Fumi Kawakami, Hiroe Itami, Noriko Oka, Shuho Semba, Yoshiki Mikami, Tamotsu Sudo, Chiho Ohbayashi, Hiroshi Yokozaki, Tomoo Itoh. Kobe University Hospital, Hyogo, Japan; Hyogo Cancer Center, Akashi, Hyogo, Japan; Sysmex Corporation, Kobe, Hyogo, Japan; Kobe University Graduate School of Medicine, Hyogo, Japan; Kyoto University Hospital, Japan
Background: High-grade squamous intraepithelial lesion (HSIL) and adenocarcinoma in situ (AIS) are premalignant uterine cervical lesions, and most of them are human papilloma virus (HPV) associated. For the last few decades a panel of theories mentioned the origin of coexistent HSIL and AIS lesion; however there are still few molecular evidences related to those theories. In this study, we examined HPV subtypes as well as the methylation status of the HPV-16 L1 gene to reveal the difference or affinity of carcinogenetic pathway between HSIL and AIS.

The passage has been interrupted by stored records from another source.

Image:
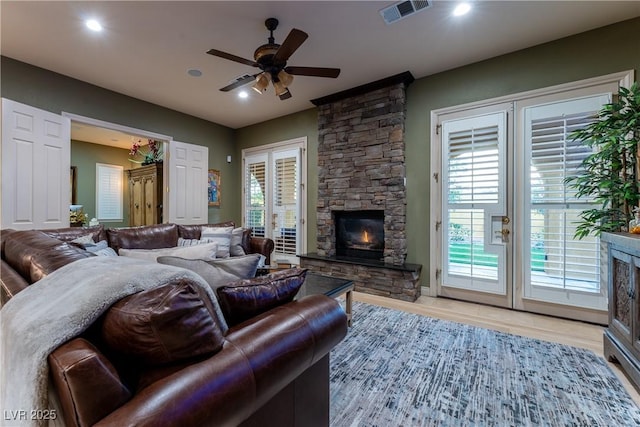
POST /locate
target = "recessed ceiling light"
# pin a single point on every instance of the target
(461, 9)
(93, 25)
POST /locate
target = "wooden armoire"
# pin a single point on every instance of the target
(145, 195)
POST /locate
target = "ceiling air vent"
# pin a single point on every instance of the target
(403, 9)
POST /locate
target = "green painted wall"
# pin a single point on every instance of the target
(54, 92)
(601, 51)
(594, 53)
(84, 157)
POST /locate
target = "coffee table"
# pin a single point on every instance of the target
(333, 287)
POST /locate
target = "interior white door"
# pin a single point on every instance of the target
(476, 221)
(36, 156)
(188, 172)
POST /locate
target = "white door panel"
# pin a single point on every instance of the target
(36, 156)
(274, 196)
(473, 175)
(188, 167)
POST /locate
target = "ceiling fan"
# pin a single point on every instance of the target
(271, 59)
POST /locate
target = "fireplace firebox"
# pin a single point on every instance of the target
(359, 234)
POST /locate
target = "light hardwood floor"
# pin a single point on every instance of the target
(577, 334)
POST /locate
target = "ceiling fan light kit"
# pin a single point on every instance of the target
(271, 59)
(262, 82)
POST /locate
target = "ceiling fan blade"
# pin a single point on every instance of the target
(286, 95)
(231, 57)
(240, 82)
(291, 43)
(314, 71)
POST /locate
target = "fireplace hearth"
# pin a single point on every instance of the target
(359, 234)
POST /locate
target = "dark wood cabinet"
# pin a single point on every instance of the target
(145, 195)
(622, 336)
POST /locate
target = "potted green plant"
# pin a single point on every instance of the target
(609, 176)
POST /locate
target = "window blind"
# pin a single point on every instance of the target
(109, 181)
(255, 197)
(286, 203)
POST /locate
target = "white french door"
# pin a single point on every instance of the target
(555, 267)
(505, 219)
(273, 196)
(475, 216)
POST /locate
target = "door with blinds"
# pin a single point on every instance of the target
(475, 217)
(556, 267)
(506, 215)
(273, 194)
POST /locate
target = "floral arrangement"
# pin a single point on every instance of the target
(146, 154)
(77, 216)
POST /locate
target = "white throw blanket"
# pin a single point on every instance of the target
(57, 308)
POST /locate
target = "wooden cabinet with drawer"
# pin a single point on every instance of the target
(145, 195)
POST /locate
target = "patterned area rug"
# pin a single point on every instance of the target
(402, 369)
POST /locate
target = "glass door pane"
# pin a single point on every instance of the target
(474, 252)
(558, 268)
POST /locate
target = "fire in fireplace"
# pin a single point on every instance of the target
(359, 234)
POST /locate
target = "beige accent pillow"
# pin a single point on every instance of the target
(235, 248)
(220, 235)
(218, 272)
(205, 251)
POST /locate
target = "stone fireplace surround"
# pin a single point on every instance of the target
(361, 166)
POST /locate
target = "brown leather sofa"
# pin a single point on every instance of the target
(270, 370)
(18, 275)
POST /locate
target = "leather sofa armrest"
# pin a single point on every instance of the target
(260, 358)
(10, 282)
(262, 245)
(88, 385)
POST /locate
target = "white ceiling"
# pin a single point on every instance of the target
(147, 47)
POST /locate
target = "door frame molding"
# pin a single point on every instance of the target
(625, 78)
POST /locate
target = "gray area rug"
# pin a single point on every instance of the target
(402, 369)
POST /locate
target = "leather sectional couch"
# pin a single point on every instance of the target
(269, 370)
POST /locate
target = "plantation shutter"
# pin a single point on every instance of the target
(474, 188)
(109, 183)
(286, 170)
(557, 260)
(256, 194)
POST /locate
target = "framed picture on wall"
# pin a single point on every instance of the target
(213, 189)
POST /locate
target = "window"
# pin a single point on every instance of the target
(109, 181)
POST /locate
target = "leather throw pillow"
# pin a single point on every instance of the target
(163, 325)
(244, 299)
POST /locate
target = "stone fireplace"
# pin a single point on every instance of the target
(361, 173)
(359, 234)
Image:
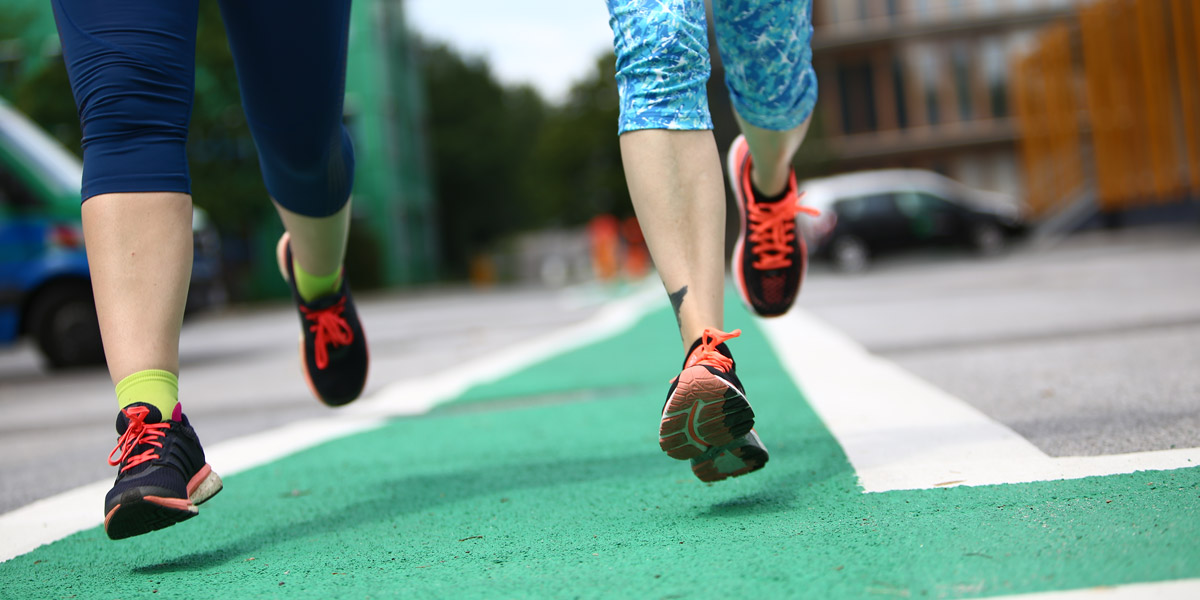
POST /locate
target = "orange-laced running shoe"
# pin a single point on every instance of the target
(333, 347)
(769, 258)
(162, 474)
(707, 418)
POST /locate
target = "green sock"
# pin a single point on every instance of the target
(153, 387)
(312, 287)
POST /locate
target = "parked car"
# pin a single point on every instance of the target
(45, 286)
(869, 214)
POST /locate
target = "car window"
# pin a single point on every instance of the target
(865, 207)
(880, 204)
(915, 204)
(13, 195)
(850, 209)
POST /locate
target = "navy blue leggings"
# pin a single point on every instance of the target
(132, 65)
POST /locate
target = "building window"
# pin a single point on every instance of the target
(900, 91)
(961, 61)
(996, 75)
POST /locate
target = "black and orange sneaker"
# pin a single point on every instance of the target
(162, 474)
(769, 259)
(707, 418)
(333, 347)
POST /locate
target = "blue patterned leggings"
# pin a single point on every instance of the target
(663, 63)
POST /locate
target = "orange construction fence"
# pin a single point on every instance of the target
(1114, 97)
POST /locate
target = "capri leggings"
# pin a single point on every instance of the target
(663, 63)
(132, 65)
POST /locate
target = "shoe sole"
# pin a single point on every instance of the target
(281, 255)
(153, 513)
(705, 412)
(744, 455)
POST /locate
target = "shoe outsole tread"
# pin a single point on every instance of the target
(744, 455)
(139, 513)
(703, 412)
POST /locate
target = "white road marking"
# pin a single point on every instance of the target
(53, 519)
(901, 432)
(1179, 589)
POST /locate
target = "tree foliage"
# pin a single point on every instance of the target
(507, 162)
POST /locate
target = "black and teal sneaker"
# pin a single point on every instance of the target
(707, 419)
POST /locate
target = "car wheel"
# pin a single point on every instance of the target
(987, 239)
(64, 323)
(849, 253)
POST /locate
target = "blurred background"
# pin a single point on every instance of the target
(487, 151)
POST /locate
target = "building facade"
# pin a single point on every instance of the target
(927, 83)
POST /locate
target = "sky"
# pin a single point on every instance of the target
(547, 43)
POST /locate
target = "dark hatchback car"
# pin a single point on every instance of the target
(869, 214)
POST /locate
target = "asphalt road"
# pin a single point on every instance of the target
(1086, 348)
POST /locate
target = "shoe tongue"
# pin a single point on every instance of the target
(721, 348)
(154, 415)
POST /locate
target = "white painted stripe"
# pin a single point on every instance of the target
(1180, 589)
(53, 519)
(901, 432)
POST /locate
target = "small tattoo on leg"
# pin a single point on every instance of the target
(677, 301)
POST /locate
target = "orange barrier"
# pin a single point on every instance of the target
(1134, 84)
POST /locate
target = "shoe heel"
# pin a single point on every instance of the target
(208, 487)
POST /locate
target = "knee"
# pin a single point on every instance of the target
(783, 106)
(310, 178)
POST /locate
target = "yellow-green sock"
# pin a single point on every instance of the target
(312, 287)
(153, 387)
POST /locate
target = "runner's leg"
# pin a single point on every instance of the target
(669, 153)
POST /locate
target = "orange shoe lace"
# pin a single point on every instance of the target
(707, 353)
(773, 227)
(138, 432)
(330, 328)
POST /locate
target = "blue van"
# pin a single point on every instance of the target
(45, 286)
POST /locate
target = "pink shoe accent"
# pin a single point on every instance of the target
(198, 479)
(109, 516)
(172, 503)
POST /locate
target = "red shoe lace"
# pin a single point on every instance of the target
(707, 353)
(773, 226)
(138, 432)
(330, 328)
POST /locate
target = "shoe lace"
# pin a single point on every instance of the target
(707, 353)
(773, 227)
(137, 432)
(330, 328)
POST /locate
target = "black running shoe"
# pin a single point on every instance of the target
(162, 474)
(333, 348)
(707, 418)
(769, 259)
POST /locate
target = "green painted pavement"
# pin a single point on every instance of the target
(550, 484)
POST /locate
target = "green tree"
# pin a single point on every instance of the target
(481, 136)
(577, 171)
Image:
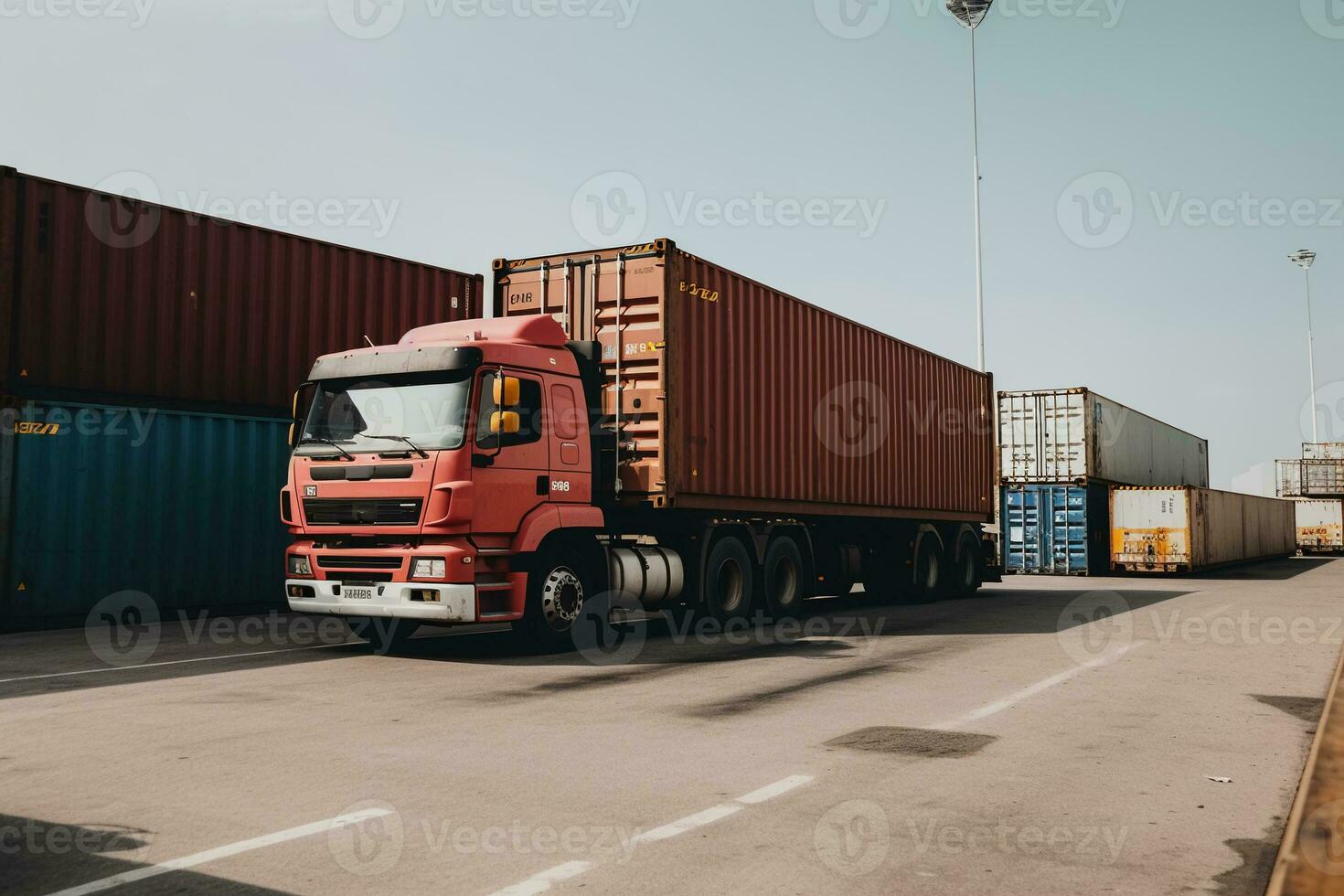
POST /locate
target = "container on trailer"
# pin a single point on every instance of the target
(112, 300)
(1184, 529)
(1057, 529)
(1320, 526)
(1074, 435)
(101, 500)
(1310, 478)
(1323, 452)
(741, 398)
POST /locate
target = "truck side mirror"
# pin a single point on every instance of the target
(303, 398)
(506, 422)
(507, 392)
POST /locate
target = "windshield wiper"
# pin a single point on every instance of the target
(345, 454)
(400, 438)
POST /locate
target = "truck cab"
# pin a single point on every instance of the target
(426, 473)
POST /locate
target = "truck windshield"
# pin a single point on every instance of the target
(372, 414)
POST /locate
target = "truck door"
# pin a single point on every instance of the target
(571, 473)
(512, 469)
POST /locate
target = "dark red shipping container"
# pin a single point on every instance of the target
(119, 300)
(738, 397)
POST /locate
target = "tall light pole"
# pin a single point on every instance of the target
(1304, 257)
(971, 14)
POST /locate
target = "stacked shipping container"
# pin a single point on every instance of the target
(1061, 450)
(117, 315)
(1186, 529)
(1316, 483)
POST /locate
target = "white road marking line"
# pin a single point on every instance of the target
(777, 789)
(175, 663)
(223, 852)
(689, 822)
(998, 706)
(542, 883)
(1031, 690)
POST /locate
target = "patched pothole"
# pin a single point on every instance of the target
(914, 741)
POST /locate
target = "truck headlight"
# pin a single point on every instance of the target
(429, 569)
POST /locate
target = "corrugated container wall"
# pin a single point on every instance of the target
(1072, 435)
(738, 397)
(1057, 529)
(1186, 529)
(1320, 526)
(119, 301)
(182, 507)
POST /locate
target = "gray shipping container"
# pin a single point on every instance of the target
(1320, 526)
(1184, 529)
(1074, 435)
(1313, 478)
(1323, 452)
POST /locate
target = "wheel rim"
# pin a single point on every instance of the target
(785, 592)
(731, 584)
(562, 598)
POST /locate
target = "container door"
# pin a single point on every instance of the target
(1069, 507)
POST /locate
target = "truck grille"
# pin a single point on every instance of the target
(363, 512)
(357, 563)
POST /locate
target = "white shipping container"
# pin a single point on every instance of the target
(1184, 529)
(1323, 452)
(1069, 435)
(1320, 526)
(1312, 478)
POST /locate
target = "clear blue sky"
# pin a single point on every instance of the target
(476, 125)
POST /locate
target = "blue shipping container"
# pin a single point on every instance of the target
(100, 500)
(1057, 529)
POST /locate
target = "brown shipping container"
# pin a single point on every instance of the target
(112, 298)
(738, 397)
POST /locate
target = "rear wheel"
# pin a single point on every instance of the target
(558, 584)
(930, 572)
(385, 635)
(785, 578)
(729, 579)
(968, 572)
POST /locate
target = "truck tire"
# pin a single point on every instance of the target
(560, 581)
(785, 579)
(729, 579)
(930, 572)
(968, 572)
(386, 637)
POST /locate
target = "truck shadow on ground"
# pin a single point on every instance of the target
(829, 627)
(1267, 571)
(43, 858)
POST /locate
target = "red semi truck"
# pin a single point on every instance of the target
(643, 422)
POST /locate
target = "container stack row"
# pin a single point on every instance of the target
(1316, 485)
(148, 357)
(1061, 453)
(1090, 486)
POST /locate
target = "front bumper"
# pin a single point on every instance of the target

Design: A total of 8 HSIL and AIS lesions were removed by conization or hysterectomy. In each case, HSIL and AIS lesions were isolated individually by micro-dissection from deparaffinized tissue sections. Further, high-risk HPV (HPV-16, -18, -31, -33, -52, -58, and -35) PCR genotyping were performed. Bisulfite-treated DNA was processed to analyze HPV-16-positive cases for the methylation status at the L1 and LCR genes; after a while the methylation status within HSIL and AIS were compared by P-value of Fisher's exact test.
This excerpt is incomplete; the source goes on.